Le Modern family sono altamente tecnologiche ed al passo con tempi. Wi-Fi, Mac, Hi-tech… Sembrano usciti da un film sul futuro e si muovono sugli ottovolanti (si ok, forse sto esagerando).

Sono carini però, anche loro: la mattina si mandano i “buongiorno” con le immagini personalizzate con nome e annessa foto e poi a colazione si rubano i cereali e si tirano calci sotto il tavolo che manco i muli che non vogliono seguire il padrone. Alzatela la testolina dagli schermi ogni tanto… baciatevi ed abbracciatevi. Amen.

 

8) The Addams Family

Avete presente i Rom, i testimoni di Geova, le sette sataniche, la Mafia? Ecco, se questa è la tua famiglia, siete così descrivibili. E, fattelo dire, siete abbastanza inquietanti.
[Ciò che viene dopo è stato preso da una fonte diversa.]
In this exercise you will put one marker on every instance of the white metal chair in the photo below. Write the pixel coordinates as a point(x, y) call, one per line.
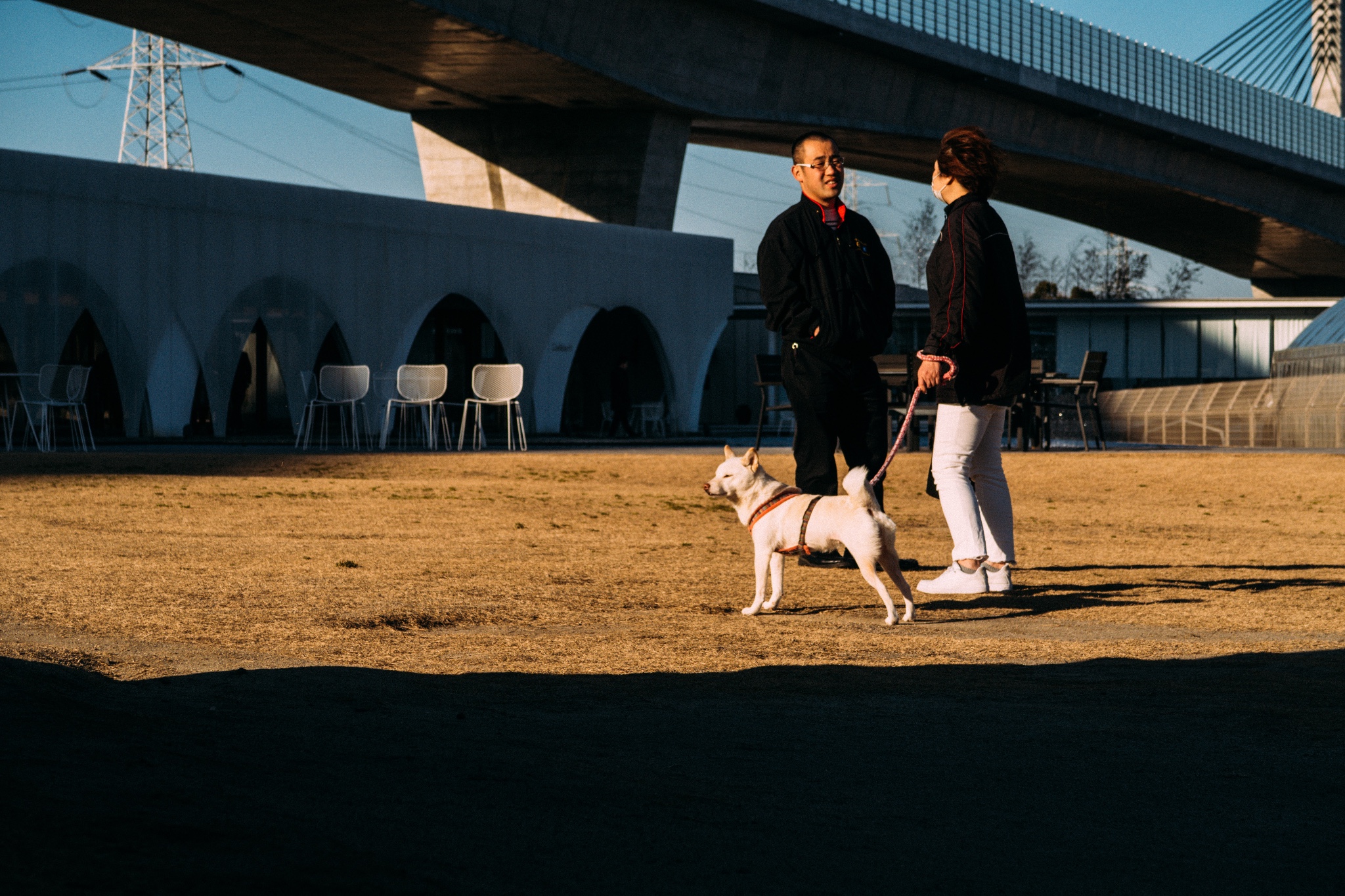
point(60, 387)
point(338, 386)
point(651, 417)
point(420, 387)
point(496, 386)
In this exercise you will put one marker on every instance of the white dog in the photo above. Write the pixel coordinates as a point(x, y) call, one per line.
point(783, 521)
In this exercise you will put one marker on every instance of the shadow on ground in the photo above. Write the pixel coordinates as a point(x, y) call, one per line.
point(1102, 777)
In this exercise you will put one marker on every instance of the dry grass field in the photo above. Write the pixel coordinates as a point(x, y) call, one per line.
point(485, 673)
point(144, 565)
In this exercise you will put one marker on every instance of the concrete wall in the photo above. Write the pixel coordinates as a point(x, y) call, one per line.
point(177, 268)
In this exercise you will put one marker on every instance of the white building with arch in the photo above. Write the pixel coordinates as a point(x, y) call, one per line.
point(162, 278)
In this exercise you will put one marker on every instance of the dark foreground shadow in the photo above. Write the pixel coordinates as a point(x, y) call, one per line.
point(1212, 775)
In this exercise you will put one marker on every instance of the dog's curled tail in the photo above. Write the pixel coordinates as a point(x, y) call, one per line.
point(861, 494)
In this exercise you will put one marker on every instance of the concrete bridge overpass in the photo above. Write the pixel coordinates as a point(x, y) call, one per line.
point(583, 108)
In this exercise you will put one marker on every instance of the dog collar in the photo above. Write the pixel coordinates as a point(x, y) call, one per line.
point(772, 503)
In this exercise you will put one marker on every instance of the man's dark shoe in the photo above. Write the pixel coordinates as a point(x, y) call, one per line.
point(827, 561)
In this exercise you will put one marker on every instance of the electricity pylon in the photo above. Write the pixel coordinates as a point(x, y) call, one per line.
point(1328, 85)
point(154, 131)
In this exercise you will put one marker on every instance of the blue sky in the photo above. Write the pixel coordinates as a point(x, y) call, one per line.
point(724, 192)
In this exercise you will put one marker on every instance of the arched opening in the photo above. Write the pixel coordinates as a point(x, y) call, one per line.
point(332, 351)
point(257, 402)
point(201, 423)
point(7, 363)
point(456, 333)
point(9, 386)
point(102, 398)
point(596, 377)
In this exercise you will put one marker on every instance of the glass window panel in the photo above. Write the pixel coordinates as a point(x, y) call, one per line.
point(1216, 350)
point(1287, 330)
point(1252, 355)
point(1146, 349)
point(1180, 349)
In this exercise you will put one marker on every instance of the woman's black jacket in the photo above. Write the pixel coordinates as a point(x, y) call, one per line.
point(977, 313)
point(835, 280)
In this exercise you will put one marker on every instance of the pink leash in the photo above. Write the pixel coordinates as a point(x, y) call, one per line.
point(902, 437)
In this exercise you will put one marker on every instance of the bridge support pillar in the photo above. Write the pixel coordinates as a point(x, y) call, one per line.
point(615, 167)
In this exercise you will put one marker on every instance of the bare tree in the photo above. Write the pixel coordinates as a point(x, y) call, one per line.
point(1082, 269)
point(1032, 268)
point(1124, 270)
point(1181, 277)
point(915, 244)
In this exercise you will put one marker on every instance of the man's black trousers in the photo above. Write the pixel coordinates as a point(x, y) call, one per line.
point(834, 398)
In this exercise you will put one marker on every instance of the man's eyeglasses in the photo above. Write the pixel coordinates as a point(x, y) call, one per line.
point(835, 161)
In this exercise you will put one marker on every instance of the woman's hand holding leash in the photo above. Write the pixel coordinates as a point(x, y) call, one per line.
point(929, 375)
point(927, 379)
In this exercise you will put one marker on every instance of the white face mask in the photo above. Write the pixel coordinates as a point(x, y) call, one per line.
point(937, 191)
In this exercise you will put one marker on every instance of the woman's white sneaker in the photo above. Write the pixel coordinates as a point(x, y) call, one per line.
point(998, 580)
point(956, 581)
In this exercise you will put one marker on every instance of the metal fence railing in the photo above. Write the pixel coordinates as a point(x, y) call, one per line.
point(1070, 49)
point(1292, 412)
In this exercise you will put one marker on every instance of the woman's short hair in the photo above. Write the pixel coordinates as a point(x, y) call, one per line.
point(967, 156)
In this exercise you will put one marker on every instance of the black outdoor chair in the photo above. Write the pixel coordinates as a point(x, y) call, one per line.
point(1086, 389)
point(768, 375)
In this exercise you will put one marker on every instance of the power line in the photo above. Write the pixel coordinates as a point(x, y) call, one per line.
point(29, 88)
point(345, 125)
point(736, 171)
point(718, 221)
point(724, 192)
point(10, 81)
point(198, 123)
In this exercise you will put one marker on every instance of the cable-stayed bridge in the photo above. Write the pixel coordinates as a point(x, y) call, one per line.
point(583, 108)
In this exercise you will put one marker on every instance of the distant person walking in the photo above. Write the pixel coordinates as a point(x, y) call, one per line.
point(621, 387)
point(827, 288)
point(978, 319)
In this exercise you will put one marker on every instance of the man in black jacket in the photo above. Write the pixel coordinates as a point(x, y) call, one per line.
point(827, 288)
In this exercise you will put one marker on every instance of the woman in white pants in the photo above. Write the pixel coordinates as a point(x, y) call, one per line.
point(979, 322)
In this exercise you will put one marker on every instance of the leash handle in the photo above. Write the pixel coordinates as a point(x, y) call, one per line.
point(906, 423)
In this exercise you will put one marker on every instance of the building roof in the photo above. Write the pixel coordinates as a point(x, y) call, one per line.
point(1328, 330)
point(1153, 305)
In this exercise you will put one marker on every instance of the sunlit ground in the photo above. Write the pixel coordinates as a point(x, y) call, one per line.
point(142, 565)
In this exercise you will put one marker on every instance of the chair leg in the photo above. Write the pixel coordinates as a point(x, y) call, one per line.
point(1102, 436)
point(761, 421)
point(1083, 430)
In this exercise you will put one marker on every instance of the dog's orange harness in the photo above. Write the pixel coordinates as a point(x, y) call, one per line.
point(776, 500)
point(772, 503)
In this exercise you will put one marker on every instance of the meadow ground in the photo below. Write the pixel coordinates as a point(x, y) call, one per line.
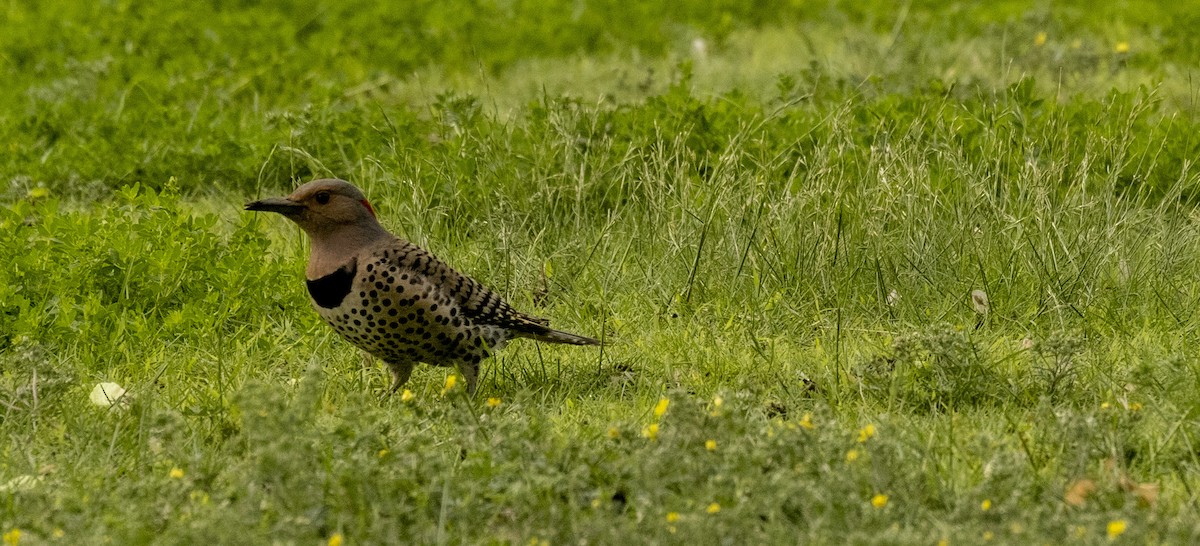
point(775, 215)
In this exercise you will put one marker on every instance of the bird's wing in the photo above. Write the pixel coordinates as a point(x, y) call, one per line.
point(475, 301)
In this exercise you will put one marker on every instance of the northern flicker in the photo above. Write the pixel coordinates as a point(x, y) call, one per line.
point(391, 298)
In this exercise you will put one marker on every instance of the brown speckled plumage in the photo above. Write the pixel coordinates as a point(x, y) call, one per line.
point(391, 298)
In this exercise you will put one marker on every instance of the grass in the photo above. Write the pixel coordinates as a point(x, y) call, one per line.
point(775, 216)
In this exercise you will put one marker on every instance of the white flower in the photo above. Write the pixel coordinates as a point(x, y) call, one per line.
point(979, 301)
point(107, 394)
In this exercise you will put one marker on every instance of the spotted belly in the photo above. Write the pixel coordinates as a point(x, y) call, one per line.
point(401, 317)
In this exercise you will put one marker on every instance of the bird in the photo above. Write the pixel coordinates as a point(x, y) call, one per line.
point(391, 298)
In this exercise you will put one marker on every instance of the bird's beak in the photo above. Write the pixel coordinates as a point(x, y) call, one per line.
point(276, 204)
Vestiti tutti uguali, oddio, siete proprio tutti UGUALI MA COME SI FA, tutti che fanno le stesse cose, che ridono, con la loro bella dentatura d’oro, per le stesse cose, parlando un linguaggio solo loro.

Di quelle famiglie che ‘’vengo a casa tua a studiare?’’ ‘’certo’’, e poi ti ritrovi a ballare la danza della pioggia intorno ad un tavolino basso con sopra la tavola OUIJA dopo aver chiacchierato con tuo nonno deceduto, un teschio in mano, una pipa nell’altra e una vecchia anziana signora che ha letto nelle carte tutta la tua vita, i tuoi mai una gioia, il ciclo del tuo alvo e, infine, ti ha annunciato che il 10 marzo 3049 creperai di morte violenta.

L’unica variante in cui puoi inciampare sono loro: I NUDISTI. E lì, vai con la patata al vento, felice e contenta.

Comunque si vogliono bene e si vede. Solo che, una volta che ci entri, difficile uscirne. Perché i panni sporchi SI LAVANO IN FAMIGLIA.

 

9) Gli Hamish

Ce li avete presenti no? Se li definiamo una setta pensate che si possano offendere? (Hamish allo schermo, IRONIA…)

Lo so, non siamo qui a tenere una lezione di approfondimento su chi siano gli Hamish, vi basti googlare per capire di che parlo ma, questa categoria, trae libera ispirazione proprio da queste “organizzazioni”. In questo tipo di famiglie vige sicuramente un dress code degno delle migliori serate alla pineta (c’è mai stato un dress code alla pineta? zingari!).

L’abito, in questo caso, fa il monaco ed è dunque severamente proibito vestire alla Pamela Anderssons di Baywatch (col suo costumino rosso rende bene l’idea) .

Inoltre, è severamente vietato:

Bere e fumare,
Baciare qualcuno prima dei 35 anni (il sesso? ma che scherzi?) ,
Frequentare luoghi in cui bazzica gente poco raccomadabile ,
Avere un amico maschio anche se omosessuale perchè potrebbe ledere alla tua purezza ,
Cantare canzoni di Tiziano Ferro perchè se ascoltate al contrario sono demoniache ,
Utilizzare le parole “Cacchio”,Banana” e “Pere” perchè considerate volgari,
Andare al mare col bikini ,
Non tagliarsi la barba ,
Fare tardi la sera (coprifuoco alle 19.30 che alle 20.00 si cena)

Insomma, altro che regimi totalitari, queste famiglie sono vere e proprie prigioni legali. E fatevela na risata ogni tanto, no?

10) SINGLE

Queste famiglie sono etichettate un po’ come le famiglie arcobaleno: sono STRANE. Le persone le guardano e provano PIETA’. A me fa pietà il mondo pensando che tu sei un essere respirante, pensa ‘npo’.

Così strane che i signori pubblicitari hanno deciso di farci su le pubblicità dove ci sono famiglie con papà single (le mamme saranno tutte schiattate come nei film della Disney).

In un’epoca non molto lontana, questi genitori venivano chiamati: RAGAZZI/E PADRI/MADRI. Beh, mia mamma è una ragazza madre e ti risponde così:’’ mi hai fatto due complimenti: ragazza e madre. Capito, BRUTTA TESTA DI CESSO CAGATO?’’ (sì, la cortesia è di famiglia)

Questo perché i membri sono socialmente dimezzati: non si è in 4 ma si è in 2. E se si è in 4 ma 3 sono minorenni c’è qualcosa che non va.

Siamo cazzuti come tori durante la corrida spagnola, signori! ALTRO CHE. Una mamma per amica LEVATE, che io c’ho la rubrica di Eleonora Andronico.

Che dire: siamo in 2. Meno formalità, più tempo per poter occupare il bagno e per stare in mutande sul divano.

Chi è quello per cui provare pietà, adesso?